Fantasy is nearer to insanity

November 26, 2019

[Fantasy] is not anti-rational, but para-rational; not realistic but surrealistic, superrealistic, a heightening of reality. In Freud’s terminology, it employs primary not secondary process thinking. It employs archetypes which, as Jung warned us, are dangerous things. Dragons are more dangerous, and a good deal commoner, than bears. Fantasy is nearer to poetry, to mysticism, and to insanity that naturalistic fiction is. And it is a real wilderness, and those who go there should not feel too safe. And their guides, the writers of fantasy, should take their responsibilities seriously.

Ursula K. Le Guin
From Elfland to Poughkeepsie

Making a living from writing often involves talking about what you do rather than actually doing it. I’m asked to give readings, I teach, I deliver workshops. But on days when I can sit down and tap at the keys, time is generally shaped by what I need to do or where I’m up to with a particular project. In the final weeks of editing a novel I might be working at six in the morning and still be at it after 10 at night. Whereas, the earlier stages require a slower accumulation of words and ideas, and I can keep more sociable hours. It’s experimental agriculture, not frantic harvest. Throw stuff down, leave it overnight, see what grows.

Andrew Michael Hurley
My Writing Day
The Guardian 21st October 2017

a young writer

October 28, 2019

Writing is such a revolutionary act. If you follow history you will see how writers, poets, and teachers are ones who are usually imprisoned for their words. For me to force my way into an industry that is predominately white is an act of faith and determination. I believe that there are so many voices out there waiting to be heard. If I could speak to young writers, I would say that persistence is key. I may not be the strongest writer, but I am a person who refuses to quit. I believe my voice is needed, and as a young writer, you need to believe that too, despite what the industry or others say.

Lilliam Rivera
Interview with Sandra Odell, March 2018

in danger of ink poisoning

October 20, 2019

Thing is, when I do sit down to write I’m usually instantly engrossed. Hours speed away as I tug sentences into my preferred shape, fight to express ideas gracefully, rhythmically. No elation equals that produced by a finely crafted piece of work. I know that, but I can never remember it before I’ve begun. Why? I’m not an idiot. And just as nothing equals the elation of a finely crafted piece, so nothing tops the dread in the pit of my guts before I first sit to craft. What on earth am I scared of, eh?
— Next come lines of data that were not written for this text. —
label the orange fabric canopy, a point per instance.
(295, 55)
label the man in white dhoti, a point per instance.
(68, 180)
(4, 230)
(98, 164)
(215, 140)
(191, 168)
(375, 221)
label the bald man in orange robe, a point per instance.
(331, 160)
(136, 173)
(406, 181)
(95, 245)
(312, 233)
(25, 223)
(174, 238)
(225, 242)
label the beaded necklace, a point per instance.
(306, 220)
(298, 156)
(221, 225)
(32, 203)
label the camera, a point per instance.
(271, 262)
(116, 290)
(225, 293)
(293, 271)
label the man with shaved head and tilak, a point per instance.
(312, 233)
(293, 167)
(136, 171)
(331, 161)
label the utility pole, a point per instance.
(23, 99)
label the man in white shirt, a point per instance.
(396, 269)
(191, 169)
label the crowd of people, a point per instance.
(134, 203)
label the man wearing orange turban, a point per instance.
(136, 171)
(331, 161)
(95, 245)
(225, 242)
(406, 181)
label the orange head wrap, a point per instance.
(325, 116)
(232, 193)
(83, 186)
Do I fancy myself in danger of ink poisoning, death by paper cut? Course not. I’m frightened I’m about to produce rubbish. And rightly so: the first draft is always rubbish. Trick is not to be frightened by the rubbish. Allow yourself to write the biggest pile of suffocatingly stinking ordure of which you’re capable. Once you’ve got that in place you can start to shape it. Just don’t compare your first efforts to Middlemarch, or you’ll be stabbing pens through your eyeballs before you can say edit. I bet Eliot’s first efforts were lousy too. Trick is not to worry about it.

Melissa Todd
The trick to Writing is

Like all writers, I hate receiving rejections of my work. I don’t think it ever gets any easier, but as rejections are an integral part of being a traditionally published writer you just have to take it on the chin and carry on.

J.S.Watts
Interview with Peeking Cat Poetry

write more, write better

September 17, 2019

It’s a numbers game, folks. The more you try, the more you succeed. The less you try, the less you succeed. This is true for everything. If you write more, you will write better. If you think about line length more, you will think about line length better. If you submit more, you will publish more. If you submit better, you will publish better.”

Camille T. Dungy
Say Yes to Yourself: A Poet’s Guide to Living and Writing
May/June issue of Poets & Writers Magazine

Writing

July 6, 2019

…one ought to write without making corrections, not necessarily at full tilt, no, but at one’s own pace and in accordance with what one is experiencing at the time; one ought to eject what one writes, manhandle it almost, yes, treat it roughly, not try to trim profusion but let it be part of the whole, and not tone down anything either, whether its speed or its slowness, just leave everything as it is when it appears.

Marguerite Duras
Emily L
Trans. Barbara Bray

Lost & found

May 25, 2019

Rilke warned young poets against large sweeping topics, since those are the most difficult and demand great artistic maturity. He counselled them to write about what they see around them, how they live each day, what’s been lost, what’s been found. He encouraged them to bring the things that surround us into their art, images from dreams, remembered objects. ‘If daily life seems impoverished to you,’ he wrote, ‘don’t blame life. You yourself are to blame. You’re just not enough of a poet to perceive its wealth.’ This advice may seem mundane and dim-witted to you. This is why we called to our defence one of the most esoteric poets in world literature — and just see how he praised so-called ordinary things!

Wislawa Szymborska
Letter to Michal in Nowy Targ
Literary Life
Trans. Clare Cavanagh

Write freely

May 18, 2019

1. Abandon the idea that you are ever going to finish. Lose track of the 400 pages and write just one page for each day, it helps. Then when it gets finished, you are always surprised.
2. Write freely and as rapidly as possible and throw the whole thing on paper. Never correct or rewrite until the whole thing is down. Rewrite in process is usually found to be an excuse for not going on. It also interferes with flow and rhythm which can only come from a kind of unconscious association with the material.
3. Forget your generalized audience. In the first place, the nameless, faceless audience will scare you to death and in the second place, unlike the theatre, it doesn’t exist. In writing, your audience is one single reader. I have found that sometimes it helps to pick out one person — a real person you know, or an imagined person and write to that one.
4. If a scene or a section gets the better of you and you still think you want it—bypass it and go on. When you have finished the whole you can come back to it and then you may find that the reason it gave trouble is because it didn’t belong there.
5. Beware of a scene that becomes too dear to you, dearer than the rest. It will usually be found that it is out of drawing.
6. If you are using dialogue — say it aloud as you write it. Only then will it have the sound of speech.